Why is Pandas Dataframe so slow when multiplying by a scalar?

Question

I've noticed that when you multiply a dataframe by a scalar, it's an order of magnitude slower than multiplying the numpy array instead. The slowness increases more than linearly with dataframe size. Python 3.6, Pandas 0.24.0.

Is there a better workaround?

Why is multiplying by a scalar so slow in Pandas? It seems like a performance bug to me.

df0 = pd.DataFrame(np.random.randn(1000, 400))

# Time to make a copy
%timeit df = df0.copy();
1.25 ms ± 5.64 µs per loop (mean ± std. dev. of 7 runs, 1000 loops each)
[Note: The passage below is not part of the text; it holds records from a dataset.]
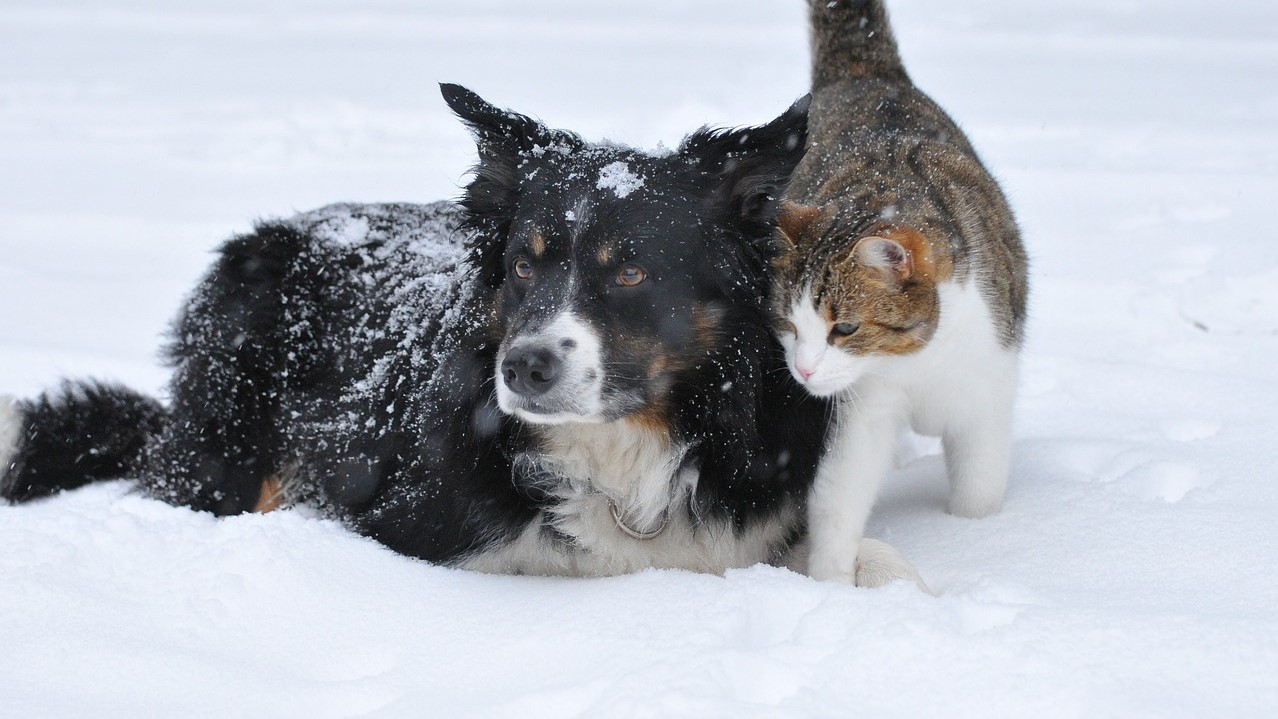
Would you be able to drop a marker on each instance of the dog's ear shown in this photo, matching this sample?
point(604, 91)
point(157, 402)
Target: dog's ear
point(750, 166)
point(506, 142)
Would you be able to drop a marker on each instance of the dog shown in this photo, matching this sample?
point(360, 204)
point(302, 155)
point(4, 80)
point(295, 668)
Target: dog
point(569, 372)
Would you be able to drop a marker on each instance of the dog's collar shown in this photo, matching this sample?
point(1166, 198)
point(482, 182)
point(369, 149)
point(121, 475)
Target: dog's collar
point(631, 531)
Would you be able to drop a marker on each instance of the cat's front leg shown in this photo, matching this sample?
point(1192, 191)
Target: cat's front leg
point(978, 445)
point(847, 482)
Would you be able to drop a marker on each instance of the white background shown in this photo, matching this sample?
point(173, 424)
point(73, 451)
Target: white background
point(1132, 574)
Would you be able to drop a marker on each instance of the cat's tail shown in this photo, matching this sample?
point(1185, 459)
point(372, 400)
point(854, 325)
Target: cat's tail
point(68, 437)
point(851, 38)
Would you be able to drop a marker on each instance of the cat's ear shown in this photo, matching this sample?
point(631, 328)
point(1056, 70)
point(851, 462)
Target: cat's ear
point(750, 167)
point(794, 220)
point(886, 257)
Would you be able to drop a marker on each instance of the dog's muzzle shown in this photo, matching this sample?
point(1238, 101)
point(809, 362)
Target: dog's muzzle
point(554, 374)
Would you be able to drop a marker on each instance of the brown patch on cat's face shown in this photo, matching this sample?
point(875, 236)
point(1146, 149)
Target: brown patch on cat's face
point(877, 293)
point(885, 290)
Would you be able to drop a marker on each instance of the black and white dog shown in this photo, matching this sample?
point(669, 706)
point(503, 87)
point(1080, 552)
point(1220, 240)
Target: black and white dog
point(571, 373)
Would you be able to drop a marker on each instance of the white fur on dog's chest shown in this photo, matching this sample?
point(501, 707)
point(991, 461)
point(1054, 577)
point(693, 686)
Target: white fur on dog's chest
point(642, 475)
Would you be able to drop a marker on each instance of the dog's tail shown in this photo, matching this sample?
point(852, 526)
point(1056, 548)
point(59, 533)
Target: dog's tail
point(851, 38)
point(68, 437)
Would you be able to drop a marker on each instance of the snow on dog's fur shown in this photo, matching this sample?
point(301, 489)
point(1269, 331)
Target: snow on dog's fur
point(568, 374)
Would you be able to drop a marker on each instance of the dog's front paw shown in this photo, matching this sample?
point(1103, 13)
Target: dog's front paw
point(878, 565)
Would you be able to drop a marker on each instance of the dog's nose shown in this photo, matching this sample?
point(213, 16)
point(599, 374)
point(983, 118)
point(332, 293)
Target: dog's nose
point(529, 370)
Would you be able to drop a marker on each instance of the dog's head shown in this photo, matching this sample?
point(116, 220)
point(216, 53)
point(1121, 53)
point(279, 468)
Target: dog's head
point(616, 271)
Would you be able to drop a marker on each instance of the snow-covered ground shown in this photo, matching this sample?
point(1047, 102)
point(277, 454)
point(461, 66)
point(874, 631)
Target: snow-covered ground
point(1132, 574)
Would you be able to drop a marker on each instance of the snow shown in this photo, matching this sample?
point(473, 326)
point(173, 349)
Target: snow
point(1131, 574)
point(619, 178)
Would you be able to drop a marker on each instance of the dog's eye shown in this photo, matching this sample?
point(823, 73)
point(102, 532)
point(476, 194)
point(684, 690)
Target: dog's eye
point(630, 276)
point(844, 330)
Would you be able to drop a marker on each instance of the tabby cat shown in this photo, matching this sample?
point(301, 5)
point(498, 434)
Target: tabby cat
point(902, 286)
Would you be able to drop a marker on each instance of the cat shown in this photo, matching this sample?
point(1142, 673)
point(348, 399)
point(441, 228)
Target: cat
point(902, 284)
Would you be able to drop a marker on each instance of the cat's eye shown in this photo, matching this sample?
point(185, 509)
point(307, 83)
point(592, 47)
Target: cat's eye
point(631, 275)
point(844, 328)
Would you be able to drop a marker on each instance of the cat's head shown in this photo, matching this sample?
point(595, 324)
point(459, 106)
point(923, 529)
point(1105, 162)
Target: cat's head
point(851, 295)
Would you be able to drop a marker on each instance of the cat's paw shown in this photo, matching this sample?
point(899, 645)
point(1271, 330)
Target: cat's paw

# Multiplying by a scalar is absurdly slow
%timeit df = df0.copy(); df = df * 1
64.7 ms ± 265 µs per loop (mean ± std. dev. of 7 runs, 10 loops each)
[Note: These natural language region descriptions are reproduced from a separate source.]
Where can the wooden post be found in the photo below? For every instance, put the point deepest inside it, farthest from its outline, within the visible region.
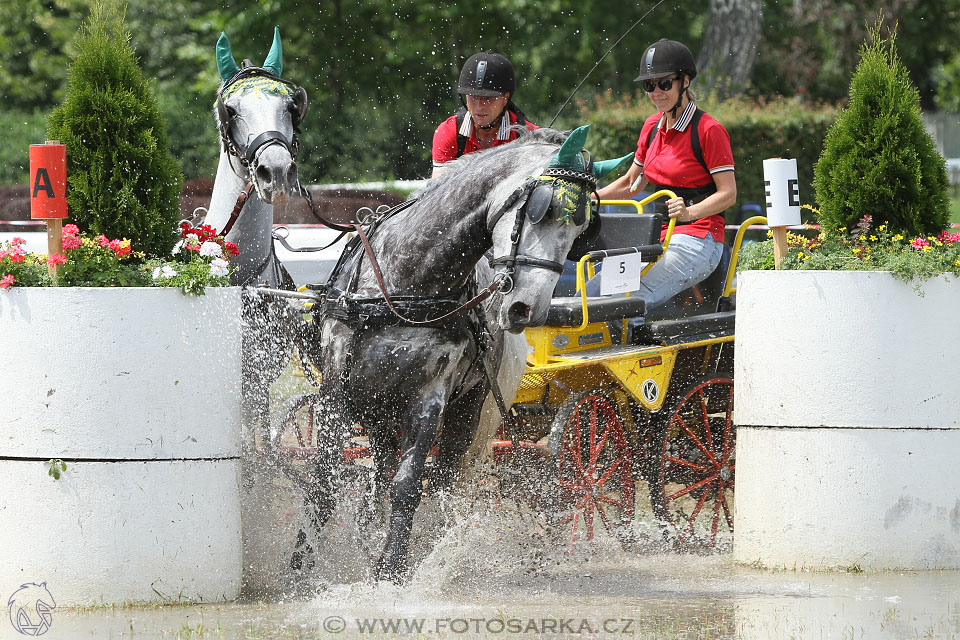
(48, 193)
(779, 244)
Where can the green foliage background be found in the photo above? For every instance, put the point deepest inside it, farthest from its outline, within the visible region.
(380, 75)
(122, 180)
(780, 127)
(878, 158)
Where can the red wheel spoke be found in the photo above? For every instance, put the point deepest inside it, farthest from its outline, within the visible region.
(693, 487)
(593, 436)
(696, 440)
(716, 517)
(696, 510)
(609, 472)
(722, 499)
(688, 464)
(706, 418)
(596, 450)
(625, 503)
(726, 427)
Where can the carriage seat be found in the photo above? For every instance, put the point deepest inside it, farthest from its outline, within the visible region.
(568, 312)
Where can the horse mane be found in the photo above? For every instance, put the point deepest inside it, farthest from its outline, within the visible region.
(544, 136)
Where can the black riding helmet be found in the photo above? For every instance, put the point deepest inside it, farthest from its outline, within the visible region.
(487, 74)
(664, 57)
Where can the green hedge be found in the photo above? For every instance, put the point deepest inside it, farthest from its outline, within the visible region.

# Using numpy is much faster
%timeit df = df0.copy(); df[:] = df.values * 1
3.54 ms ± 251 µs per loop (mean ± std. dev. of 7 runs, 100 loops each)

# Multiplying by another dataframe with the same indexes is much faster
%timeit df = df0.copy(); df = df * df0
1.68 ms ± 5.31 µs per loop (mean ± std. dev. of 7 runs, 1000 loops each)

Working with the underlying numpy arrays will always benefit performance. Note that you're also modifying in-place in the second case, which also contributes to efficiency — yatu, Aug 26 '19 at 13:05

score 3 · Answer 1 · answered Aug 26 '19 at 13:07

Is there a better workaround?

You can working with numpy array and DataFrame constructor, if performance is important:

In [219]: %timeit df = df0.copy()
2.78 ms ± 37 µs per loop (mean ± std. dev. of 7 runs, 100 loops each)

In [220]: %timeit df = df0.copy(); df = df * 1
129 ms ± 3.74 ms per loop (mean ± std. dev. of 7 runs, 10 loops each)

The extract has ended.